Tuesday, 14 November 2023

Bills

Treasury Laws Amendment (2023 Measures No. 1) Bill 2023; Second Reading

5:11 pm

Photo of Andrew BraggAndrew Bragg (NSW, Liberal Party) Share this | Hansard source

Thank you very much. I note here that the law firm King & Wood Mallesons have looked at the government's amendments, which were designed, of course, to address the government's admission, in their own report, that the bill was pretty ordinary. King & Wood Mallesons have said that the current hurdle of the operation of the provision, which I referred to before is in relation to the established practice test, is based on any variance from the existing dividend policy, irrespective of its materiality. King & Wood Mallesons go on to say that the government's amendments are meaningless and worthless, because the established practice test remains intact under this particular suite of amendments from the government.

So, you have to ask yourself: why would the government be pursuing amendments that are not going to be effective? Of course, the proposition that was accepted by the government and by us in the report—I thought—was that imputation should not be disturbed if it is going to massively disrupt the ability of companies to raise capital and then pay a franked dividend. If these amendments are only going to be effectively window dressing so the government can say, 'Yes, we responded to the Senate's report with some sort of amendments', but they have no market impact, and the capacity of a company to pay a franked dividend remains imperilled, then what is the point of these amendments?

I know that some people will have a view on whether these amendments improve the position in relation to dividend reinvestment programs. If that is the case then that may be worth looking at closely.
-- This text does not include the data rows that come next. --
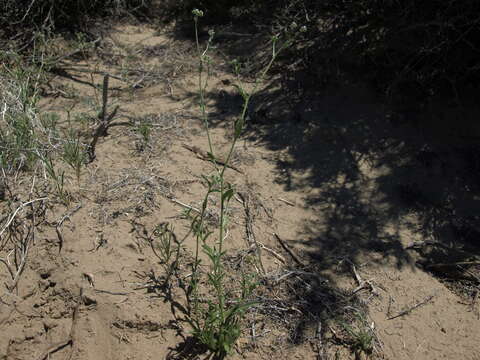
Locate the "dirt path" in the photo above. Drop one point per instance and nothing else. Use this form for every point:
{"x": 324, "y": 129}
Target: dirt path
{"x": 135, "y": 185}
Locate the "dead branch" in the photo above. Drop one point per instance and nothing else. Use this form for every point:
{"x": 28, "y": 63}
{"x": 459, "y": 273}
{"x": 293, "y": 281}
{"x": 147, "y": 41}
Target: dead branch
{"x": 251, "y": 238}
{"x": 17, "y": 210}
{"x": 410, "y": 309}
{"x": 101, "y": 129}
{"x": 203, "y": 155}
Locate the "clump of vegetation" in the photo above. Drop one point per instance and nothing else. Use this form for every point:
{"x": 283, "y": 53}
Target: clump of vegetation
{"x": 216, "y": 323}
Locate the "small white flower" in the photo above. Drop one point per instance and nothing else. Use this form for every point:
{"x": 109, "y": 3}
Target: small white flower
{"x": 197, "y": 13}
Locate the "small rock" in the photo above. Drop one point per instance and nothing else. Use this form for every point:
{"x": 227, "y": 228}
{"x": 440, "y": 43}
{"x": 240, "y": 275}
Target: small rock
{"x": 88, "y": 299}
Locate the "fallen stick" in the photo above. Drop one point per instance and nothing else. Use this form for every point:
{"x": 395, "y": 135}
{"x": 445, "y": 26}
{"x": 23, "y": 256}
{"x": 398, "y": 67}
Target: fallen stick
{"x": 69, "y": 341}
{"x": 409, "y": 310}
{"x": 286, "y": 202}
{"x": 288, "y": 250}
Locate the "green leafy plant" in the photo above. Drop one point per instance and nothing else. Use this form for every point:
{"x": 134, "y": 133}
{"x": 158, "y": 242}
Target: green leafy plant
{"x": 361, "y": 337}
{"x": 58, "y": 177}
{"x": 167, "y": 248}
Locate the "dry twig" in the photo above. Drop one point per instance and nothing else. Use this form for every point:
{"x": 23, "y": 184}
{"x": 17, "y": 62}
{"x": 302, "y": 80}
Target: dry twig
{"x": 410, "y": 309}
{"x": 288, "y": 250}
But the substantive point here is that these amendments, according to all the legal advice we've been able to obtain in the past few days, are rubbish—these are rubbish amendments on a rubbish bill designed to a fix a problem that was solved six years ago. The reality is that the government wouldn't be doing this—wouldn't be rustling around down in the Treasury trying to find a few bucks here and a few bucks there—if they weren't running a fiscally irresponsible budget stance.

That is what this is all about. It's about going around and accumulating a few bucks here and a few bucks there because they've got to pay for their big spending, which the Reserve Bank itself is telling the government to stop doing, because the government's major problem is that it is not running a contractionary fiscal problem when it should be running that, to complement the Reserve Bank. As a result, the Reserve Bank is ratcheting up interest rates on Australian families because the government is not doing its job, which is to run a sensible, prudent fiscal policy.